Amylin’s acquisition topped the news out of San Diego’s life sciences sector in the week before the July 4 holiday. But there were plenty of other developments as well. Here’s my rundown:
—What a long, strange trip it’s been. San Diego’s Amylin (NASDAQ: AMLN) spent 18 years developing exenatide (Byetta), an injection that helps diabetics using insulin gain better control of their blood sugar. When the FDA approved the drug in 2005, then-CEO Ginger Graham celebrated by wearing a Snow White costume to the office and jumping into the reflecting pool outside Amylin headquarters with other senior executives. Last week, Amylin agreed to a $7.1 billion buyout offer from Bristol-Myers Squibb, which includes paying a $1.7 billion debt.
—In a bit of noteworthy timing, the FDA made public a memo that criticizes Amylin shortly before the Bristol-Myers Squibb deal was announced. The memo helps explain why it took so long for Amylin to win approval for its long-lasting version of exenatide, called Bydureon. The Street.com’s Adam Feuerstein broke the story about the memo authored by Mary Parks, the FDA division director responsible for diabetes drugs, who said Amylin withheld a study from U.S. regulators that raised heart safety concerns about exenatide. The Parks memo alleges that Amylin also hindered agency access to the data. An Amylin spokeswoman told TheStreet the company is committed to being transparent with regulators and others. Still, it’s apparent that regulators didn’t see it that way.
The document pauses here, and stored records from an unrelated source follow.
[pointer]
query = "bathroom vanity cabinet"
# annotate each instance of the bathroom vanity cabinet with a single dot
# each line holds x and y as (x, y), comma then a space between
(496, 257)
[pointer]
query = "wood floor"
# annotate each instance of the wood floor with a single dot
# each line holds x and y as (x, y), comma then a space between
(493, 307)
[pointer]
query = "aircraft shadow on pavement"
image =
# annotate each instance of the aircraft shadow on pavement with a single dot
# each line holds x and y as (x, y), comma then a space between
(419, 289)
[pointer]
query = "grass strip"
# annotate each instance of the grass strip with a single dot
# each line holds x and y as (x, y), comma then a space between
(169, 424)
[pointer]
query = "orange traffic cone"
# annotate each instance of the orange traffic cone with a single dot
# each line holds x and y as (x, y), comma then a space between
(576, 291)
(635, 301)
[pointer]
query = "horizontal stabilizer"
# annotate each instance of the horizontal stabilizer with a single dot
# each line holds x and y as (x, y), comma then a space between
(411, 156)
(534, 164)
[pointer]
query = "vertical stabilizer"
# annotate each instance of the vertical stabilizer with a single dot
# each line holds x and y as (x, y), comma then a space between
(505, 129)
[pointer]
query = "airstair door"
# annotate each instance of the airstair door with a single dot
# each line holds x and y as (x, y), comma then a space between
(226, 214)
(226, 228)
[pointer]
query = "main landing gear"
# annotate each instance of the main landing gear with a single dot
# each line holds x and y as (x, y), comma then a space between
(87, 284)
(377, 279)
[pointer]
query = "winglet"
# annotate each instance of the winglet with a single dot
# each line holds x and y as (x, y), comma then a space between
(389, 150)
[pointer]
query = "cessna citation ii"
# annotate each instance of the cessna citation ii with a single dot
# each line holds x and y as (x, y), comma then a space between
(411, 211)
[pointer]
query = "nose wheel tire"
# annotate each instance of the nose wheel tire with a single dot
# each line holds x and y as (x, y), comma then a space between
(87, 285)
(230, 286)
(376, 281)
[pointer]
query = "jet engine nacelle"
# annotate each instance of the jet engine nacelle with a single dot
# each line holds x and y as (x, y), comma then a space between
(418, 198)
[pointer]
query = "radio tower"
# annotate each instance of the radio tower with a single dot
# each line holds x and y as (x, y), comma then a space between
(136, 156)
—The bill reauthorizing the Prescription Drug User Fee Act (PDUFA) is now awaiting President Obama’s signature. In passing the measure, Congress left plenty of time for the FDA to implement new programs before the existing prescription drug act’s authorization expires on September 30. One key provision of the legislation is entitled “Generating Antibiotic Incentives Now,” also known as the GAIN Act. It provides incentives for the life sciences industry to develop a new generation of antibiotics for treating life-threatening infections caused by drug-resistant pathogens.
—San Diego-based Trovagene (NASDAQ: TROV) said it has agreed to work with scientists at The University of Texas MD Anderson Cancer Center to develop a urine test for detecting KRAS mutations in the genomes of pancreatic cancer patients. Trovagene, which develops trans-renal molecular diagnostics, said a non-invasive urine test would greatly simplify patient monitoring.
—San Diego’s BioSurplus, which provides online listings of used laboratory equipment and provides equipment management services, has expanded its equity round from the $1.5 million disclosed in May to $2.4 million, according to VentureWire. BioSurplus said in May that KI Investment Holdings provided most of the round.
—San Diego-based MediciNova (NASDAQ: MNOV) said it has scheduled an end-of-Phase 2 meeting with the FDA on Oct. 22 to discuss the company’s plans for a late-stage trial of its experimental compound for urgent care treatment of acute asthma. In May, MediciNova reported some mixed results of its mid-stage clinical trials of the drug, which has been designated MN-221. MediciNoval laid out its plans for me earlier this year.
—Qualcomm awarded a total of $30,000 in prize money to Rich Stoner, a research engineer at UC San Diego, for demonstrating an app that could be used to detect signs of autism in 12-month-old infants during a one-day “hackathon and codefest” the company sponsored. The all-day mobile app development competition offered a total of $50,000 in cash prizes to developers in five categories. Stoner got the prize for “best prototype app using facial processing” as well as the $25,000 grand prize for best overall app.